La vicenda – Il dipendente, in data 29 novembre 2010, depositava ricorso perché lamentava di aver subito situazioni di mobbing a causa di alcuni insulti ed intemperanze rivolti nei suoi confronti da parte dell’amministratore delegato della società in occasione di alcune riunioni ed incontri di lavoro con la finalità, a suo dire, di isolarlo ed escluderlo dal contesto aziendale. Ad avviso del ricorrente, tale finalità sarebbe stata raggiunta in data 17 giugno 2010, ovvero nel momento in cui il dipendente ha accusato un infarto da attribuire, secondo il suo punto di vista, alle condotte inappropriate dell’amministratore delegato.

Il mobbing – Poiché il mobbing non ha una propria autonoma dignità giuridica, il Tribunale di Milano per decidere la controversia ha fatto esplicito riferimento alla Corte di cassazione n. 4774/2006, la quale stabilisce che esso consiste in: “una fattispecie di danno derivante da una condotta del datore di lavoro protratta nel tempo e con le caratteristiche della persecuzione, finalizzata all’emarginazione del lavoratore”. Gli elementi caratterizzanti di questo comportamento sono:
- la protrazione nel tempo della condotta attraverso una molteplicità di atti, sia giuridici, sia materiali, che, se considerati singolarmente, possono essere anche legittimi;
- la volontà dell’agente, che riconduce tali atti a un disegno unitario volto alla persecuzione o all'emarginazione del dipendente;
- il conseguente danno per la vittima, che può concretizzarsi in una lesione della sua sfera professionale, sessuale, morale, psicologica o fisica.

La sentenza – Innanzitutto, occorre sottolineare che dall’istruttoria esperita emergeva chiaramente come l’amministratore della società fosse aduso a non curare particolarmente la forma delle sue comunicazioni, utilizzando più volte termini inappropriati e volgari. Occorre evidenziare però che, in generale, le comunicazioni e i rapporti all’interno dell’azienda avevano un tenore piuttosto informale e anche il ricorrente si rivolgeva con espressioni gergali ai propri colleghi, ivi incluso lo stesso amministratore delegato.
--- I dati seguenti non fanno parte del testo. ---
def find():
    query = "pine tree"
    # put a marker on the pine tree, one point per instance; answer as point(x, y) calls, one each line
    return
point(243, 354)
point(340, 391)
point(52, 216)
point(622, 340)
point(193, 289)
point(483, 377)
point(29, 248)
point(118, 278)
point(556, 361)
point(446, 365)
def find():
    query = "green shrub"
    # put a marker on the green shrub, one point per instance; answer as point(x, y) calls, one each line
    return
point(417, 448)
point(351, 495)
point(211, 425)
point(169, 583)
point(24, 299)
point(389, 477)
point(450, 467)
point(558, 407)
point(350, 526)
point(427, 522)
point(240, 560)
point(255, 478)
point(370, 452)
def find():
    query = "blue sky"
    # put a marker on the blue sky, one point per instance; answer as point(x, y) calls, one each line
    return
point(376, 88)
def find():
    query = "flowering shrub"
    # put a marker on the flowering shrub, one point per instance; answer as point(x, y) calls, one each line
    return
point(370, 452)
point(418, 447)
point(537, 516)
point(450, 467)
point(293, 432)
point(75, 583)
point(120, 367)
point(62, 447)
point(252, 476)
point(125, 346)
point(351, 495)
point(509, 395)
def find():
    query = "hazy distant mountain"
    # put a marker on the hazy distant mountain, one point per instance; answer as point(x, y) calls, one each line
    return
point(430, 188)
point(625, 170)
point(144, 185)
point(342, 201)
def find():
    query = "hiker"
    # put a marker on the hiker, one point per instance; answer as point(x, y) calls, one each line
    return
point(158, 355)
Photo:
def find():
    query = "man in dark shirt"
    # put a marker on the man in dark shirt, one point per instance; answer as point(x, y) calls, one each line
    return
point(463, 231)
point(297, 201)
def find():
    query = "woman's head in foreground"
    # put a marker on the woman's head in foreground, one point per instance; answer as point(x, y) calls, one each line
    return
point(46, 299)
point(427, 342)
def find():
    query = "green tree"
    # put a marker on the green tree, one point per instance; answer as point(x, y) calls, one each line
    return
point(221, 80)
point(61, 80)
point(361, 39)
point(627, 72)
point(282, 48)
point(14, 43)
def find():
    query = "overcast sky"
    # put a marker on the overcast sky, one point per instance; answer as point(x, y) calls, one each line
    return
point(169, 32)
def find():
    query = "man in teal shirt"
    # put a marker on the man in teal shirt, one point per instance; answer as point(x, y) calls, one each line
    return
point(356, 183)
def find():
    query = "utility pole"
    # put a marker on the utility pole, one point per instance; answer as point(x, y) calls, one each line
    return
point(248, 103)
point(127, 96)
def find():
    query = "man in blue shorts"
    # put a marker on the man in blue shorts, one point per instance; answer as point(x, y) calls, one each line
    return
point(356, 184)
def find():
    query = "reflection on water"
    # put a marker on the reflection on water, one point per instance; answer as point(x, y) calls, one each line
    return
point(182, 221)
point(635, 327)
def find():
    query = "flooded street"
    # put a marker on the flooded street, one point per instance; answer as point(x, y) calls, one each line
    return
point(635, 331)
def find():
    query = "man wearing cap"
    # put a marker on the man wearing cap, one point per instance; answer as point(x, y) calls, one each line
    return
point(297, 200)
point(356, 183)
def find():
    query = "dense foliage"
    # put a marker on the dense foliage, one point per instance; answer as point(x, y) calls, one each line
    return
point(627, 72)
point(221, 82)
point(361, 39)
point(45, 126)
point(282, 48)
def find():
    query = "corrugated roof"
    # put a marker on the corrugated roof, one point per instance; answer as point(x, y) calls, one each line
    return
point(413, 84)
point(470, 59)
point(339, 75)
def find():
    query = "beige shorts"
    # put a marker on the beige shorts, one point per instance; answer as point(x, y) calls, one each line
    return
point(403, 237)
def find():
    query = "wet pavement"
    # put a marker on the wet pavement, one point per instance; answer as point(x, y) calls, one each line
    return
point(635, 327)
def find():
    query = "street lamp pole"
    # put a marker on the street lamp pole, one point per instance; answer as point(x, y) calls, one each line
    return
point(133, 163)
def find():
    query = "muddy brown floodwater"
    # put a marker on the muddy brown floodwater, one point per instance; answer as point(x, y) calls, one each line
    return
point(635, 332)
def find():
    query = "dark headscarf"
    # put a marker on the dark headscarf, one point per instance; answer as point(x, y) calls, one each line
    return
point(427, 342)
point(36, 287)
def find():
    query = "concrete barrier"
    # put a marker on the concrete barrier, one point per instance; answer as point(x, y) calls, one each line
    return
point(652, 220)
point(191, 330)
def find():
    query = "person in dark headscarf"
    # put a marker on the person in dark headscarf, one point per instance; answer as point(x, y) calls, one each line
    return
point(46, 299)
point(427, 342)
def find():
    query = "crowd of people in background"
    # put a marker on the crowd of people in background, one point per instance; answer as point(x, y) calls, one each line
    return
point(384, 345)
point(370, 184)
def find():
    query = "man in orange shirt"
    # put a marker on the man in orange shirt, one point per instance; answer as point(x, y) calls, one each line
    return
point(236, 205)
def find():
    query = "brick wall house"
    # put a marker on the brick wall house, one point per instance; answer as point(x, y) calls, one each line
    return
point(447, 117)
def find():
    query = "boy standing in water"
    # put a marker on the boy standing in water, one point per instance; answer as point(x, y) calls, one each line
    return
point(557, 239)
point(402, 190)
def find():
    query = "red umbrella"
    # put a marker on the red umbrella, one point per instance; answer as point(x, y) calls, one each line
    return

Passando a esaminare la sentenza in questione, il Tribunale di Milano ha ritenuto che gli elementi costitutivi della fattispecie di mobbing non potevano considerarsi sussistenti in quanto non sarebbe stata in alcun modo provata l’esistenza di un disegno persecutorio elaborato e a tal fine perseguito dalla società e, in particolar modo, dal suo amministratore delegato, in danno del dipendente. Pertanto, il giudice ha rilevato che l’utilizzo occasionale di termini scortesi, non possono essere considerati di per sé elementi di una condotta mobbizzante, in quanto non finalizzati alla persecuzione o all’emarginazione del dipendente dall’ambiente lavorativo, specie se adoperati da soggetti propensi all’utilizzo di un linguaggio informale. In definitiva, il ricorso del dipendente è stato rigettato, con compensazione integrale delle spese di giudizio tra le parti.